As employers work to contribute to the company’s success, companies must also compensate employees with the benefits they are entitled to. Finding the best team members means offering comprehensive packages to them – salary and fringe benefits included.  

What are fringe benefits?

A fringe benefit is an additional benefit that is provided in addition to an employee's wage. The name may sound uncommon but they are usually referred to as employee benefits.

Some examples of fringe benefits are company car, subsidized meals, health insurance, retirement plans, paid vacation leaves, and more. To entice new hires and maintain their satisfaction with the additional benefits for them, many firms give one or even all of them.
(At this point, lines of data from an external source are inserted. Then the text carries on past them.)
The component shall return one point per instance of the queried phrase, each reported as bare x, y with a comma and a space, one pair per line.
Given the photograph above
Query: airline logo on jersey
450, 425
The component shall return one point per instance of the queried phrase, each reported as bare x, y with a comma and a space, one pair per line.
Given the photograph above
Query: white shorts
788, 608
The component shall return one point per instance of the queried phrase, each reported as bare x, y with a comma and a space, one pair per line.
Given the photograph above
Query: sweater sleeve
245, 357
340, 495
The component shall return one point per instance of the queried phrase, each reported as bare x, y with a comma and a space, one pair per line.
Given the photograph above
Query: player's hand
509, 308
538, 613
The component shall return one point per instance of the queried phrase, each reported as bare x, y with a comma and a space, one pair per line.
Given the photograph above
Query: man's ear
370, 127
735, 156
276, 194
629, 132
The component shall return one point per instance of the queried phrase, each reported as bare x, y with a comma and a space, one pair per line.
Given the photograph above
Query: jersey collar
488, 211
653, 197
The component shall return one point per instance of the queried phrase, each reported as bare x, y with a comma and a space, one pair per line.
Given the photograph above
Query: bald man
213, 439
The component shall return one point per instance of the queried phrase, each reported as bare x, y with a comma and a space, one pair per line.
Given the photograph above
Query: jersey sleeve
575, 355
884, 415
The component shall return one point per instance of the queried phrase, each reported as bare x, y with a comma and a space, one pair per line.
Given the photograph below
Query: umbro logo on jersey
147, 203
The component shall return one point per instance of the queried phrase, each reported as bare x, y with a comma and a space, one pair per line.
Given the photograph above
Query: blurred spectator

Examples of what are not considered fringe benefits would be taxes and FICA or the Federal Contributions Act, which is the US federal payroll tax and is deducted from the employee’s monthly paycheck. These two categories are the only ones that are never accepted as fringe benefits. Whether they are local, state or federal and figure, the FICA’s purpose is to fund Social Security and Medicare. It offers benefits to pensioners, those with disabilities, and the children of deceased employees.

Fringe benefits are not exclusive to regular employees, but also to contractors or partners. This is which workers for federally-funded projects can benefit. Additionally, fringe benefits may be taxable or non-taxable. Unless the IRS specifically excludes the fringe benefit from taxes, you must disclose the amount since some fringe benefits are taxed. Examples of taxable fringe benefits are cash bonuses, paid personal time off, and personal use of company-issued vehicles.

To see if what you offer your employees are considered a fringe benefit or not, you must make research for it. Depending on the project type, different requirements apply. Check that first before deciding that it qualifies as a fringe benefit because doing otherwise will simply result in higher costs down the road.